Alina Eisenhauer has enlisted seven Worcester and local area chefs to provide exclusive stories and recipes for her Cooking from Memory cookbook, which she is funding herself through Kickstarter. (Crowdfunded means the book’s creation is entirely dependent on the support of the crowd – meaning us – through March 24: For a pledge of $30, you get a full-color hardcover book delivered by the end of the year.)
Peter Eco (Fay Club), Jared Foreman (deadhorse hill), Candy Murphy (Figs and Pigs), Jay Powell (Twisted Fork), Christopher Rovezzi (Rovezzi’s Ristorante), Mark DeNittis, and Tim Russo (Lock 50) have all agreed to share memories of favorite dishes growing up and provide or create recipes with Alina for the book.
“I felt this was a great way to connect our memories of food to what is happening around Worcester,” says Eisenhauer. “There are so many wonderful chefs and restaurants who are connected to and connecting this city today. I wanted to celebrate that and work with a few of them to make this cookbook even more fun and capture more of our city’s food spirit.”
In fact, Eisenhauer notes, the memory and recipe that inspired the whole book came from a conversation she had with Rovezzi long before she moved to Worcester and opened Sweet.
“He told me chocolate cream pie was his favorite dessert as a kid, because it was the first thing his dad taught him how to cook. But he hadn’t eaten it since then because he was afraid it wouldn’t taste the same. I knew right then I had to make Chris a pie, and that’s the memory that stayed with me and inspired the book.”
What will the other chefs choose? That’s up to them, says Eisenhauer. The most important thing is that the dish connects to a memory of food that is important to them – something they ate growing up or something someone they loved made. The actual recipe in the book might be that recipe from their families, an elevated version of the dish they cook for customers today, or something inspired by the memory that Eisenhauer creates with them. She and her team will also work with the chefs to capture the memories and recipe in words and pictures.

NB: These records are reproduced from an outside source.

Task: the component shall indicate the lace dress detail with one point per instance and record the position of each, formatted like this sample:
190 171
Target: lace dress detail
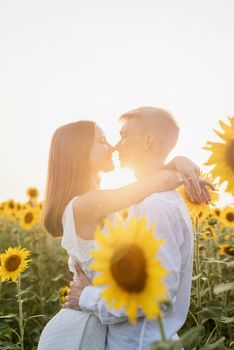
77 248
71 329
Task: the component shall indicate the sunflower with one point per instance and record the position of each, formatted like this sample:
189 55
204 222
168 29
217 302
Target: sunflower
28 218
63 293
223 155
228 216
129 267
33 193
199 210
13 262
226 249
209 231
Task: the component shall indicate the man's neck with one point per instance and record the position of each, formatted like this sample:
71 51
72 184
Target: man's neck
149 168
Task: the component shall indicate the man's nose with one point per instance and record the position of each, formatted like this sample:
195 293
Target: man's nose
117 146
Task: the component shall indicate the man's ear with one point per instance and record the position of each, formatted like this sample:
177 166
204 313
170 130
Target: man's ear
148 142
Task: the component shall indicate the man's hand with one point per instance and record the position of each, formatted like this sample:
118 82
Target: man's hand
76 288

“But no matter what,” adds Eisenhauer. “The recipe will be exclusive to Cooking from Memory – something you won’t find anywhere else when the book is published.”
That is IF the book is published. As reported previously by Mass Foodies, Eisenhauer is taking a non-traditional route to produce a cookbook that will rival the content and quality of any book she could have produced with a traditional publisher.
But that work – mostly the printing of 5,000 books – is expensive. Kickstarter allows her to try and raise the money herself by asking her thousands of customers, connections, and friends (many of whom have asked her when she would write a cookbook and how they would “totally buy it”) to simply purchase one in advance to make it happen.
“I don’t think many people realize that if there is no funding there will be no book – there will be nothing to buy later!” adds Eisenhauer. “Kickstarter is all or nothing. If we don’t get the funding we ask for, we don’t get ANY of the money we raise to do this. There is no risk to anyone who pledges either. If we fund, they get a book at below the cover price including shipping or one of the other rewards they pledge to buy. If we don’t, they are charged nothing. I promise it will be worth your advance support.”
The Cooking from Memory project ends on Kickstarter on March 24. The book also gives back: for every book sold Eisenhauer will donate at least $1 to her favorite charity: Share Our Strength’s No Kid Hungry campaign.